Cinema has a long history of exploring supernatural themes like vampirism and witchcraft. Despite our centuries-long curiosity with the undead, there has been almost no examination of how African folklore and legends fit into these film narratives. With her hypnotic and astonishingly filmed short, Suicide By Sunlight, Sierra Leonean American filmmaker Nikyatu Jusu turns the spotlight on a Black female vampire.
A pediatric nurse, Valentina (portrayed by Natalie Paul) is also a day-walking vampire who is protected from the sun by her melanin. Though she wants to make a difference at work, Valentina’s personal life is in disarray. Devastated by her estrangement from her twin daughters, Valentina struggles every single day to curb her bloodlust. Ahead of her two sold-out screenings at the Sundance Film Festival, Shadow and Act sat down to speak with Jusu about Suicide By Sunlight, how Octavia Butler invigorated her and why she made this film almost on accident.

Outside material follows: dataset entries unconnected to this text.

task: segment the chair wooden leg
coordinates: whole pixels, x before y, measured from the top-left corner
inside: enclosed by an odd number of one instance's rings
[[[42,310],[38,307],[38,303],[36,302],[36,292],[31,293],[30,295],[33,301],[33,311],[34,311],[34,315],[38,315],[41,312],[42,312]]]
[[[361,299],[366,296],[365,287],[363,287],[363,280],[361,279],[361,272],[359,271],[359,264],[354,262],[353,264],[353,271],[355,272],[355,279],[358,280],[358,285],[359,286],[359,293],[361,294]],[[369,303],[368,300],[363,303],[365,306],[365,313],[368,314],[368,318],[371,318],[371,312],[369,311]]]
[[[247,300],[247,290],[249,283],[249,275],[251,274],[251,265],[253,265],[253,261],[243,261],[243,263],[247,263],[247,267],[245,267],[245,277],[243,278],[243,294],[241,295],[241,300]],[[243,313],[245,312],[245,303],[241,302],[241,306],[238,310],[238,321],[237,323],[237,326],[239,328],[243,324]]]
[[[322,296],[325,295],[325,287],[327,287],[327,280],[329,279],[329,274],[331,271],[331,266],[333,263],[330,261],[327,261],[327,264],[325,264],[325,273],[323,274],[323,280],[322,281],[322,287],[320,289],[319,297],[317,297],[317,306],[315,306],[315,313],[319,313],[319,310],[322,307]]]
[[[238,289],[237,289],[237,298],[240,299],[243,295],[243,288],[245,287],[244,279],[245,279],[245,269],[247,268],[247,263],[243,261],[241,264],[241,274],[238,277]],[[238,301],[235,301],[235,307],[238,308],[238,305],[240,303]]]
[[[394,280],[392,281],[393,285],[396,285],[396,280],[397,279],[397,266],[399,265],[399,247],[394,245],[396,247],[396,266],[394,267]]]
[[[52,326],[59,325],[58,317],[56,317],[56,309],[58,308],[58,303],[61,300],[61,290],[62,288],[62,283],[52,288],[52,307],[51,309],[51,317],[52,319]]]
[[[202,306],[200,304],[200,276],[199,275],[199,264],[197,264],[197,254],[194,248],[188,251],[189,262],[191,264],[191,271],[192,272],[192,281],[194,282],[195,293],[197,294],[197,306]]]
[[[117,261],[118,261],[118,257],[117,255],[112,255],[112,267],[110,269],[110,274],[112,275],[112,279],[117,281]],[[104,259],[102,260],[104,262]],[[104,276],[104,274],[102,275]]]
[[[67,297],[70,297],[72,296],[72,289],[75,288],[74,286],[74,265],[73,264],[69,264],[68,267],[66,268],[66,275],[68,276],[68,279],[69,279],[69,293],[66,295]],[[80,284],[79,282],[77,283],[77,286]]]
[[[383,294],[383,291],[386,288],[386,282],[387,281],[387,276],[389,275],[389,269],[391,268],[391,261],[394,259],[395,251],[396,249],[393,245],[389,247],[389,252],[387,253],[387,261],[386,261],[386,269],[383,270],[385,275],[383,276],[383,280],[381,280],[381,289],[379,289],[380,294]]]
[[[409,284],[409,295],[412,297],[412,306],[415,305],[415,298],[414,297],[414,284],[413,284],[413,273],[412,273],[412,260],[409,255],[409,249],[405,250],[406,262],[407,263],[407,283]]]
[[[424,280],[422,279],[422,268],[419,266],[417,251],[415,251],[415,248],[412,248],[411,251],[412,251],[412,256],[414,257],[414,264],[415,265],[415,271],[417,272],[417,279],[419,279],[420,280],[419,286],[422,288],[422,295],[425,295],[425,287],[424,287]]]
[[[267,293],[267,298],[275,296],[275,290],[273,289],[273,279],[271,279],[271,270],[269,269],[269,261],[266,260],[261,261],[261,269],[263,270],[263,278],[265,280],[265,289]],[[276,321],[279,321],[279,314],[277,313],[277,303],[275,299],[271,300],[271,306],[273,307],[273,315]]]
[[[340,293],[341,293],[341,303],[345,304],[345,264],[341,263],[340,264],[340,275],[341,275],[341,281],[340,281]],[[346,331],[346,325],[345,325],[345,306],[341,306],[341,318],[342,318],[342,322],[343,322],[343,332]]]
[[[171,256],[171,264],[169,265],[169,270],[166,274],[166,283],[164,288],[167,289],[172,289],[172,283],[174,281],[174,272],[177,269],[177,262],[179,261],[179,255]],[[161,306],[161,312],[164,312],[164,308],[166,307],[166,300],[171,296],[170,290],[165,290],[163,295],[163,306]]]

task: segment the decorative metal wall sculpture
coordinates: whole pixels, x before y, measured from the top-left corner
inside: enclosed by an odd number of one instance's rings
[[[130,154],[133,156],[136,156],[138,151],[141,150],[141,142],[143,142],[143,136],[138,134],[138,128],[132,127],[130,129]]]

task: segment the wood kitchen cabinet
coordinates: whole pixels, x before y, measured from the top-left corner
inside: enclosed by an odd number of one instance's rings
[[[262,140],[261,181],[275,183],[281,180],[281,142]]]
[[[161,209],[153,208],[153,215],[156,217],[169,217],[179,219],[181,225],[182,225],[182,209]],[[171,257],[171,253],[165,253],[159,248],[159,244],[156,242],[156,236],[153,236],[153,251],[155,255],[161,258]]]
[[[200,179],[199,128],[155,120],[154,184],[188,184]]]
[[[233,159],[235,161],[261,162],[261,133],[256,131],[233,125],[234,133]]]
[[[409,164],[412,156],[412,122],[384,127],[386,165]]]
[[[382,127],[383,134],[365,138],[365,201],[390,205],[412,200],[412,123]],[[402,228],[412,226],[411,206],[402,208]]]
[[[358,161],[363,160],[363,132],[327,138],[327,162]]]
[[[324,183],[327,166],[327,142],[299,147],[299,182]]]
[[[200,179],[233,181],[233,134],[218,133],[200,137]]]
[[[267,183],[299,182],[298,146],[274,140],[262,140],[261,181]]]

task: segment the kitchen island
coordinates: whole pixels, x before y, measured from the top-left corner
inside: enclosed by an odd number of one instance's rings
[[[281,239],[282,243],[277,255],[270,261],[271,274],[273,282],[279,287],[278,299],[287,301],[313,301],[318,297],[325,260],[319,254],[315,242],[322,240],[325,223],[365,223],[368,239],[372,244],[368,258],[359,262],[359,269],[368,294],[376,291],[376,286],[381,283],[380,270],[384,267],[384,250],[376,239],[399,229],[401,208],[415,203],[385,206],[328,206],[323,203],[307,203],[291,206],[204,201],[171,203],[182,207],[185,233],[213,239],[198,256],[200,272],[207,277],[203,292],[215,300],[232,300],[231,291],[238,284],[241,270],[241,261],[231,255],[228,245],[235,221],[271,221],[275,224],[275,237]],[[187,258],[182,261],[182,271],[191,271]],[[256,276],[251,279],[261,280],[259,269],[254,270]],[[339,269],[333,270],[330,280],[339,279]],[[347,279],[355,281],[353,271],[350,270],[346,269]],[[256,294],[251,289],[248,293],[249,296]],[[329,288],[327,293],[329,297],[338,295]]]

“I stumbled across Octavia Butler’s work many years ago, and I discovered Fledgling,” Jusu explained. “The story was really compelling, but I knew I needed to do more research about melanin because I love when genre melds scientific fact with fantasy. The idea of Black vampires walking in the sun is such a springboard for so many ideas, and I wanted to explore that.”
Melanin and how it fits in with fantasy was something that the New York University’s Tisch Graduate Film school alum could not shake. “I was thinking about miscegenation, our history as Black people, and passing,” she revealed. “All those layers are inherent in the concept of Black day-walking vampires. Then it was about researching the origin of vampires in our respective cultures. I was validated when I discovered that there were African vampires, grounded in Ghanaian culture. There are Haitian vampires called Loogaroos grounded in that culture. So melding all of that with the springboard of Octavia Butler—it’s just so rich with so much story. The hook is day-walking Black vampires, but you still need the story.”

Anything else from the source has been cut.